Oh yes, getting back to writing. Like anything one wishes to get better at, I think this will be an endeavor that will require practice and dedication. Eventually, my end game is to write a book. I don’t care if it’s complete crap, I just want to be able to say that I finished one. (That last statement is of course partly a lie: Of course I care if it’s complete crap, I will be hoping that the crapiness quotient is somewhere below 100%.) But I also realize that if I were to jump right into trying to write a novel, I will fail. I’ll find myself staring at that screen, losing my motivation, and once again eventually just letting it slip away.

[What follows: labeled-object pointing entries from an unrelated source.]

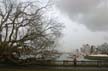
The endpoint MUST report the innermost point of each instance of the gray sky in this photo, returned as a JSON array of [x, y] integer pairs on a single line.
[[85, 21]]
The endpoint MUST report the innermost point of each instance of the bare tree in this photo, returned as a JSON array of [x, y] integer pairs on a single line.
[[24, 29]]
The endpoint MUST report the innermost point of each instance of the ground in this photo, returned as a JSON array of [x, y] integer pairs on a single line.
[[74, 69]]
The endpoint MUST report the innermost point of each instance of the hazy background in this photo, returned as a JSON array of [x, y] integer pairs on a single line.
[[86, 21]]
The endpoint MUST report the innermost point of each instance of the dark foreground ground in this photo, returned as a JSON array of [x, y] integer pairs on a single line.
[[47, 68]]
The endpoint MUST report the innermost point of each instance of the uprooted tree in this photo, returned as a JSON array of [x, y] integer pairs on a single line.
[[26, 30]]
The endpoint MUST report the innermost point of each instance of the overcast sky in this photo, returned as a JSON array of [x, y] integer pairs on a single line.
[[86, 21]]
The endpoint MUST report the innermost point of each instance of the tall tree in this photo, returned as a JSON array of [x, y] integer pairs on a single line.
[[25, 29]]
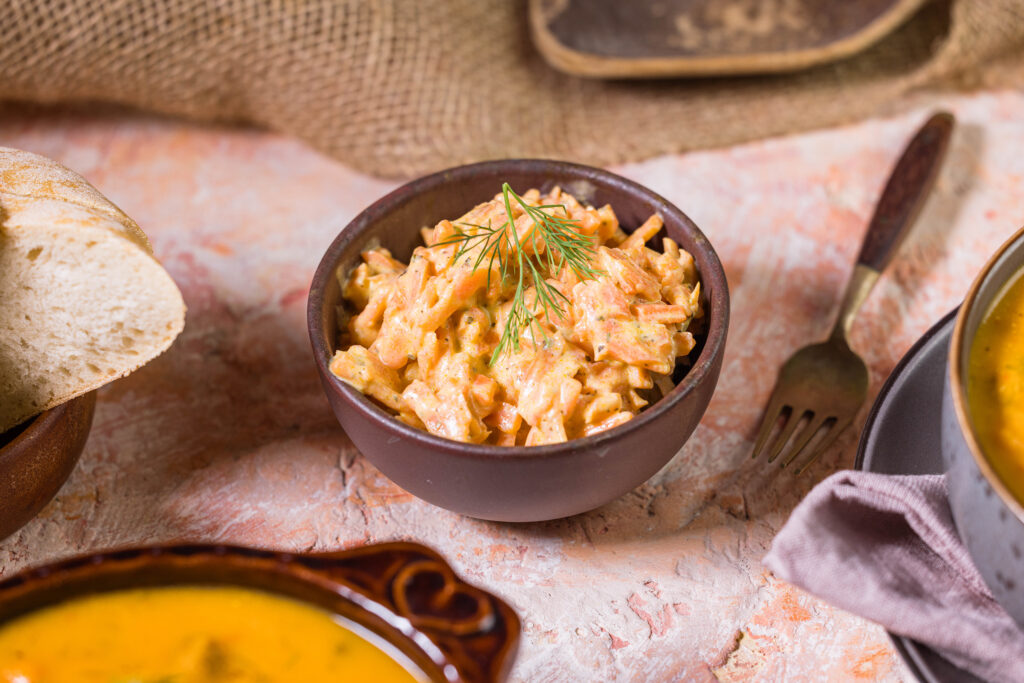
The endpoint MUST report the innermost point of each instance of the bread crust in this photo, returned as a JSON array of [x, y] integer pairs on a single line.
[[43, 203]]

So henceforth, I’m back here. To practice. To work out whatever part of my brain musculature that will allow me to see hurdles as challenges to overcome rather than reasons to stop. To write…something, anything. That’s my challenge to myself. To try to write something here on this blog at least a few times a week, no matter what it is, as long as it’s something. To not be afraid that the words I’m putting down aren’t the right ones, because even the wrong words are better than none at all. The wrong words can be corrected, but there’s nothing you can do with nothing.